The slow boil and downcast vibe fit the skill set of its star, Jon Bernthal, who originated this version of the character in “Daredevil.” (Also crossing over is Deborah Ann Woll as the reporter Karen Page.) Mr. Bernthal does dour well, and he’s good at befuddled reactions and cloudy, churning anger. His expressive range doesn’t extend too far beyond that, but Castle doesn’t require much more.
In the post-rampage narrative of “The Punisher,” Castle is trying to recover from double traumas: the destruction of his family, and the lingering guilt from his mission in Afghanistan. A support group for veterans figures prominently, and when Castle isn’t talking about “the things we did over there,” he’s having recurring nightmares about his wife’s death and sledgehammering walls at a construction site deep into the night, like a really depressed John Henry.
The tropes of post-traumatic stress and recovery mesh with the topical elements of Mr.
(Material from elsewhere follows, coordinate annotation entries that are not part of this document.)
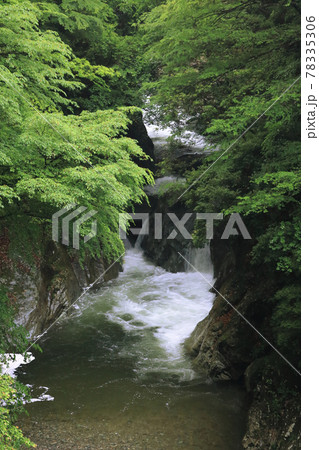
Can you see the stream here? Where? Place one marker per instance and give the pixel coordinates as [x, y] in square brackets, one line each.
[113, 373]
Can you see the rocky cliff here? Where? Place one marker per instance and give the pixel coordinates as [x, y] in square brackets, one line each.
[47, 280]
[228, 348]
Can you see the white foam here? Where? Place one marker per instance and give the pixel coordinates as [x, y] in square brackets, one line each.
[14, 360]
[162, 304]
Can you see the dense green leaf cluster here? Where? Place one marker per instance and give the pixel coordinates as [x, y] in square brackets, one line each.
[225, 64]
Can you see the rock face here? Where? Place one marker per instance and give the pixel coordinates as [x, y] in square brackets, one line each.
[48, 283]
[138, 132]
[224, 346]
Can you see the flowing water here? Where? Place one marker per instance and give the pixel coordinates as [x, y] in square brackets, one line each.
[117, 376]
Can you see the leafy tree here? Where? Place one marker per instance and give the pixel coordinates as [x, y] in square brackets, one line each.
[224, 65]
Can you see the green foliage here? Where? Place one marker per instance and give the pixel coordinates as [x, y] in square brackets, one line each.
[11, 436]
[224, 65]
[13, 339]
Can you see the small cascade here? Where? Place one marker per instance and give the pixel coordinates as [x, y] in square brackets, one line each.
[200, 258]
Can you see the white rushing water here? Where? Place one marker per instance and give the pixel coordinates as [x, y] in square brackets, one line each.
[160, 308]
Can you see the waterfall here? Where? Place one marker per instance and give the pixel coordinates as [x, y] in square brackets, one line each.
[200, 258]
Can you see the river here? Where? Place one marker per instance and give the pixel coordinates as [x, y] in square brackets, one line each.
[113, 373]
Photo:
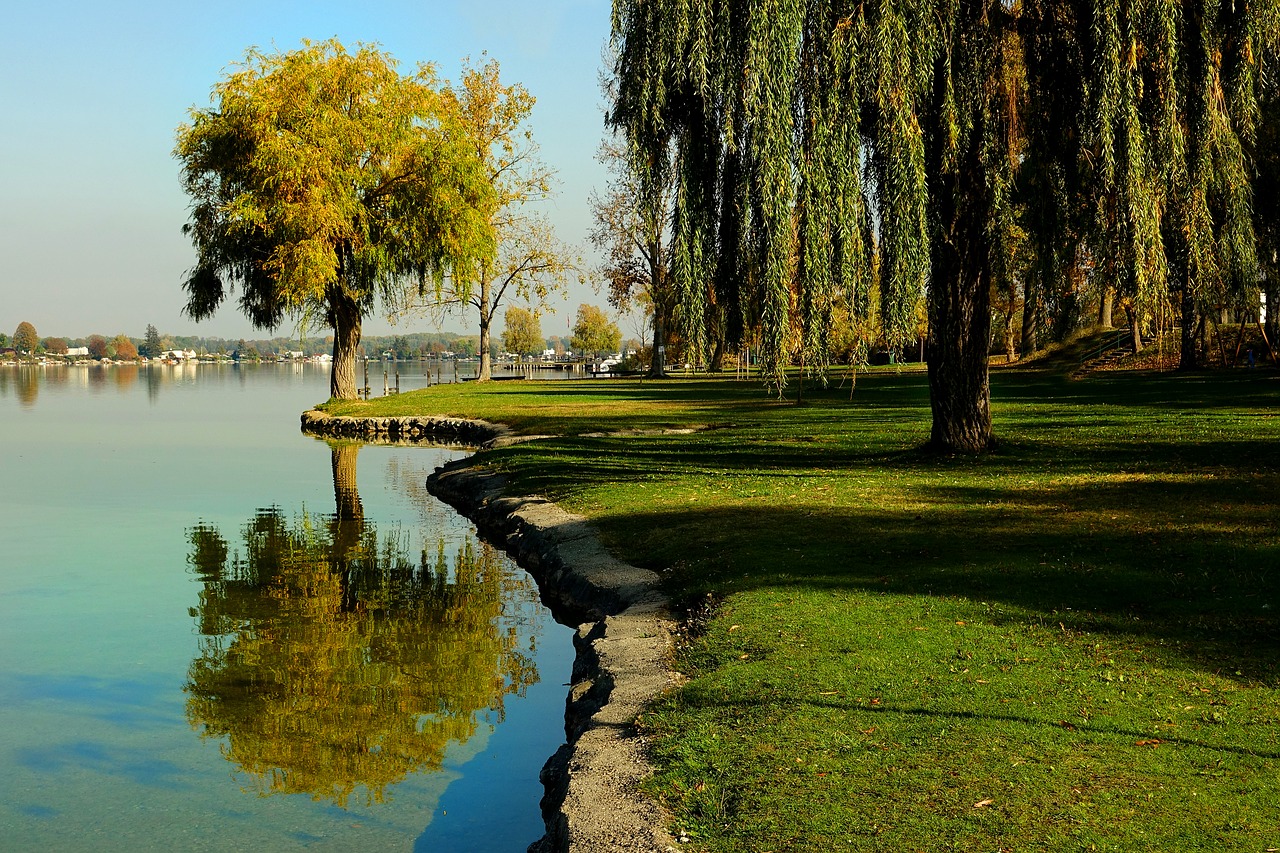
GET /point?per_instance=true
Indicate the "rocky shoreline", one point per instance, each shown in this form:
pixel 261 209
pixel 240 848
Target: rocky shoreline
pixel 624 641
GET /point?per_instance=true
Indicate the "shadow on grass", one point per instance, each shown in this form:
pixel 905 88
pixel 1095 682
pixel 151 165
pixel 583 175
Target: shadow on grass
pixel 1137 505
pixel 1201 593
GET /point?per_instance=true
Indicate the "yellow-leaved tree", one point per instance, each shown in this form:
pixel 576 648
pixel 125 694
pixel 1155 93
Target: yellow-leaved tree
pixel 325 182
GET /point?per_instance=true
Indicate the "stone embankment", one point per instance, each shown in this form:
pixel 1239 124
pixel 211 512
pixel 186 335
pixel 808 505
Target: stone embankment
pixel 592 801
pixel 439 430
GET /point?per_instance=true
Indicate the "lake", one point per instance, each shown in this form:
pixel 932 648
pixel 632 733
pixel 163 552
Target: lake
pixel 220 634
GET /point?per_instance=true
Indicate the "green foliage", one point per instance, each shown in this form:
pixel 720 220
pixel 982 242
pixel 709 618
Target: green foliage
pixel 24 338
pixel 151 346
pixel 323 182
pixel 524 333
pixel 991 144
pixel 594 332
pixel 1068 643
pixel 530 263
pixel 123 349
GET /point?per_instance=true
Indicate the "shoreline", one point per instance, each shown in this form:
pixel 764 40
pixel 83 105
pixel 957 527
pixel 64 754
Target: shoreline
pixel 625 635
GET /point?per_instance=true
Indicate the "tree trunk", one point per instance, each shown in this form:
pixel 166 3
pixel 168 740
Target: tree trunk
pixel 1272 323
pixel 1028 342
pixel 1188 360
pixel 485 322
pixel 1134 328
pixel 346 340
pixel 959 291
pixel 959 333
pixel 657 366
pixel 1106 308
pixel 717 363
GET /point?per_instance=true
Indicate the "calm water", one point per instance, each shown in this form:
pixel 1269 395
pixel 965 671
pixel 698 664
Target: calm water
pixel 220 634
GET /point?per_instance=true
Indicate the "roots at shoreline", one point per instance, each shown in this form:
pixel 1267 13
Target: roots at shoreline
pixel 624 641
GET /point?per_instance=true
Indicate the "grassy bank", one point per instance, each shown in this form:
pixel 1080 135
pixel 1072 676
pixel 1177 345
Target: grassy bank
pixel 1070 643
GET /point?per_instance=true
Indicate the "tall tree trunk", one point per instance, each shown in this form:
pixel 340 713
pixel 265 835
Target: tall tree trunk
pixel 1272 324
pixel 657 366
pixel 959 292
pixel 959 333
pixel 346 319
pixel 1134 327
pixel 1028 343
pixel 485 324
pixel 1189 357
pixel 658 297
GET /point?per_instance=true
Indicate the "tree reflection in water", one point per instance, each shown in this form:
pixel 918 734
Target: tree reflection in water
pixel 332 661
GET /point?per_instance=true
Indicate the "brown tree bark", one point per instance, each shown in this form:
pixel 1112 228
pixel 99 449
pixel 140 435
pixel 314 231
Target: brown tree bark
pixel 1028 340
pixel 1134 328
pixel 959 290
pixel 346 319
pixel 1189 356
pixel 485 373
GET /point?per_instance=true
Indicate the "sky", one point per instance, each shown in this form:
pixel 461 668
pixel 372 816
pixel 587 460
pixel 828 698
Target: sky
pixel 91 94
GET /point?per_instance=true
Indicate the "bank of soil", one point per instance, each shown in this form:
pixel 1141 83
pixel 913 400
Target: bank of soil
pixel 592 801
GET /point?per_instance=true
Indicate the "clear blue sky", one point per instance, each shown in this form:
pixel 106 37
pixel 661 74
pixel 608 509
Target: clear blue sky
pixel 91 95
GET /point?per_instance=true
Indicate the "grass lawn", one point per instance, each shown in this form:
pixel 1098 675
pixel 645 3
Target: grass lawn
pixel 1070 643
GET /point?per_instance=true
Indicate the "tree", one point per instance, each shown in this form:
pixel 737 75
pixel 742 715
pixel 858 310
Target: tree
pixel 151 346
pixel 96 345
pixel 632 235
pixel 24 338
pixel 594 332
pixel 524 333
pixel 790 128
pixel 325 182
pixel 124 349
pixel 530 261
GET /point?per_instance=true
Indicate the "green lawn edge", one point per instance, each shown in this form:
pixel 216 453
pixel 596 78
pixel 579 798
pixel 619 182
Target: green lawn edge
pixel 1068 643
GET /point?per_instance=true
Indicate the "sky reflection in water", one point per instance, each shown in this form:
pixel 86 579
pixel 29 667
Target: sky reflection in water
pixel 305 657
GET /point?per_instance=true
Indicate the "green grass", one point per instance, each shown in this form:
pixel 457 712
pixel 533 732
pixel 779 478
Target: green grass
pixel 1070 643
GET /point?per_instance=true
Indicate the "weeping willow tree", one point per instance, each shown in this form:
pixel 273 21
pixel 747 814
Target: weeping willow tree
pixel 814 142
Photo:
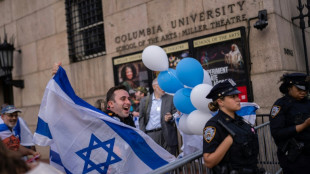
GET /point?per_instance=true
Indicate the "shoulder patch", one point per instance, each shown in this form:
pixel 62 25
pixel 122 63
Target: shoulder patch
pixel 209 133
pixel 275 110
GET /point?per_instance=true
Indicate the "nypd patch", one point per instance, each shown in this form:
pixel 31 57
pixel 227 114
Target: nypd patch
pixel 209 133
pixel 275 110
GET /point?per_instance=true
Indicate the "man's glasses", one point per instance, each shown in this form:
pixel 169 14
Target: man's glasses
pixel 12 115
Lightfoot’s story, which are presented with more polish than nuance. Castle’s continuing struggle to decode his past — punctuated by those occasional eruptions of bone-crunching mayhem — plays out against a backdrop of enhanced interrogation, surveillance and the disaffection of embittered veterans, some of whom are eager to stage an insurrection to make America great again.
The action picks up as the season progresses, but “The Punisher” never quite gets in touch with the visceral roots of its material, something that all of the other Netflix-Marvel series do, no matter how much they distance themselves from their comic-book sources. It’s handsomely shot (on New York City locations) and smoothly assembled, and its naturalistic, psychological, more moody than pulpy approach may work for non-comics fans who don’t mind some gore with their procedural thrillers.
But if you want your Frank Castle to be a single-minded avenger, heed the words of one of his fellow construction workers: “He ain’t all there.”